GithubHelp home page GithubHelp logo

tianyuan-lu / rna-editing-in-aiptasia-pallida Goto Github PK

View Code? Open in Web Editor NEW
0.0 0.0 0.0 26 KB

Pipeline we followed in pursuit of bona fide RNA editing sites

License: GNU General Public License v3.0

Python 100.00%

rna-editing-in-aiptasia-pallida's Introduction

RNA editing in Aiptasia pallida

This is the detailed workflow for calling RNA editing sites in Aiptasia pallida and looking into endosymbiotic effects in a transcriptomic level.

This workflow requires assembled and annotated reference genome and raw reads. In our case, we had whole-genome RNA sequencing data of both aposymbiotic and symbiotic Aiptasia.

Pre-mapping treatment


  1. trimming with trimgalore:

This step retains paired-end reads longer than 25 bps, with maximum 2 "N"s and without flanking Ns. The trimming applies default low-quality threshold of 20. To adjust: -q

	trim_galore --phred33 --length 25 --max_n 2 --trim-n --paired <file_R1.fastq> <file_R2.fastq>
  1. removing first 6 bases:

This step avoids mapping errors caused by random-hexamer primers (F Zhang, 2017).

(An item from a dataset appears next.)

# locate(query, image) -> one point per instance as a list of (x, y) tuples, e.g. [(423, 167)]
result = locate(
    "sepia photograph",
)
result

	awk '{if (NR %2 ==1) print; if (NR %2 ==0) print substr($0, 7)}' <trimmed.file.fastq>

Mapping


  1. mapping with bwa

Index genome and map using bwa mem:

	bwa index <reference.genome.fa>

	bwa mem <reference.genome.fa> <R1.trimmed.rm6p.fastq> <R2.trimmed.rm6p.fastq>

If alignment yields sam files, for further analysis, they should be converted to bam files.

	samtools view -bS <aln.sam> > <aln.bam>

All bam files should be sorted.

	samtools sort <aln.bam> > <sorted.aln.bam>

Calling RNA editing sites


SPRINT may support calling RNA editing sites directly from raw reads (which should also go through Pre-mapping treatment), but it was not compatible with our system.

So alternatively, we started using SPRINT only after obtaining aligned bam files.

  1. calling RNA editing sites with SPRINT

Results of SPRINT annotate types and strands of transcriptomic variants.

	sprint_from_bam <sorted.aln.bam> <reference.genome.fa> <output> <location of samtools>
  1. converting annotation

This step unifies variants based on the "+" strand of the reference.

	python3 convert.py <RES> > <converted.RES.tsv>

To check distribution of variant types:

	awk '{col[$3,$4]++}END{for(i in col) print i, col[i]}' <converted.RES.tsv> | sort -k2 -n -r

Hopefully A>I conversion dominates the distribution.

  1. tabulating

This step tabulates all potential RNA editing sites who occur at least once in all replicates.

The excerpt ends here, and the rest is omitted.